Jiann-Wen Ju, a professor of civil and environmental engineering at the University of California, Los Angeles who specializes in construction defects, likened it to someone who has a slow-moving, underlying chronic condition, that then suddenly manifests as something serious, such as a heart attack.
“That person at some point just collapses,” he said.*
I believe the event has still broader applications. Marriages, cars, businesses and even nations flash signals for years before the singular moment that makes the doom permanent. Collapse doesn't happen overnight.
How's your health? Have you been ignoring signs that you might need to look into?
How about the health of our nation?
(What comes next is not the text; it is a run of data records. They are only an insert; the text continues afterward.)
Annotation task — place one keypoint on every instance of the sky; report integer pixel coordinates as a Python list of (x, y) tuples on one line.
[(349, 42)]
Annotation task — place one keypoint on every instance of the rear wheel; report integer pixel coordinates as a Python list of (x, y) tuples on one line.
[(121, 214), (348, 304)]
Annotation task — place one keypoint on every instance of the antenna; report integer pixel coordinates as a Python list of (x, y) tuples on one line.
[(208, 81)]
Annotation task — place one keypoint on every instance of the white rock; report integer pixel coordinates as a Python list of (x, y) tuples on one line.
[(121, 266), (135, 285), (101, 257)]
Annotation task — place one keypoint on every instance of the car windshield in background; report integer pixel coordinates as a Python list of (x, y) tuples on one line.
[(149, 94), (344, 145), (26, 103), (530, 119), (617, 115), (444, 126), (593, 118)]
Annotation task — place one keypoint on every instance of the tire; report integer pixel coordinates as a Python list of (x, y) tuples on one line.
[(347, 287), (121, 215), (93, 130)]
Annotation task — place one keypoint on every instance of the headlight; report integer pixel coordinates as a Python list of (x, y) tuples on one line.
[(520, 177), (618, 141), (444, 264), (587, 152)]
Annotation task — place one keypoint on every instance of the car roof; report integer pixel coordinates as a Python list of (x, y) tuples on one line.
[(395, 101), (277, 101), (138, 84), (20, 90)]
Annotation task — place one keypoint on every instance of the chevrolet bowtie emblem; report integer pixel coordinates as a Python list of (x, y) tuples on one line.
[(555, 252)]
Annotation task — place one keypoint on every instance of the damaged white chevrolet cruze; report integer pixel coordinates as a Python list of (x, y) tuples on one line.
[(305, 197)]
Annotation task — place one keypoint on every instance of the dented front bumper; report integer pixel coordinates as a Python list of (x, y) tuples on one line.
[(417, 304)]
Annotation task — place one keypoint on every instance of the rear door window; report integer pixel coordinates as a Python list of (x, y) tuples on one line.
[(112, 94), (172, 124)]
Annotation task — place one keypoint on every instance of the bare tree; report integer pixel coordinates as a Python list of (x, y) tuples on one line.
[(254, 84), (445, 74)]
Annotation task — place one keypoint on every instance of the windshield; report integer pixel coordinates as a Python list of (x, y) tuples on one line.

Solzhenitsyn's massive multi-volume series The Red Wheel details the decline and fall of the Russian empire from which the Soviet Union emerged. The two decades preceding WWI revealed a foundation with plenty of cracks.
Events in recent years have been flashing warning signs about the health of our own nation today. How alarmed ought we to be?
Such were my thoughts this past week. And so it goes.
* Miami-Area Condo Failure: Years of Warnings, but Mixed Signals, Jon Kamp, Scott Calvert and Deborah Acosta, Wall Street Journal, June 30, 2021.
1 comment:
Yes Ed, that's true our health is not warranted... Your article makes me think about all the peope who are still against vaccination in those pandemic days. In this case when you feel the signs it's already too late.... But when you know what the signs are like, let's act preventively, let's have a vaccination. Today I'll have my second shot of MODERNA!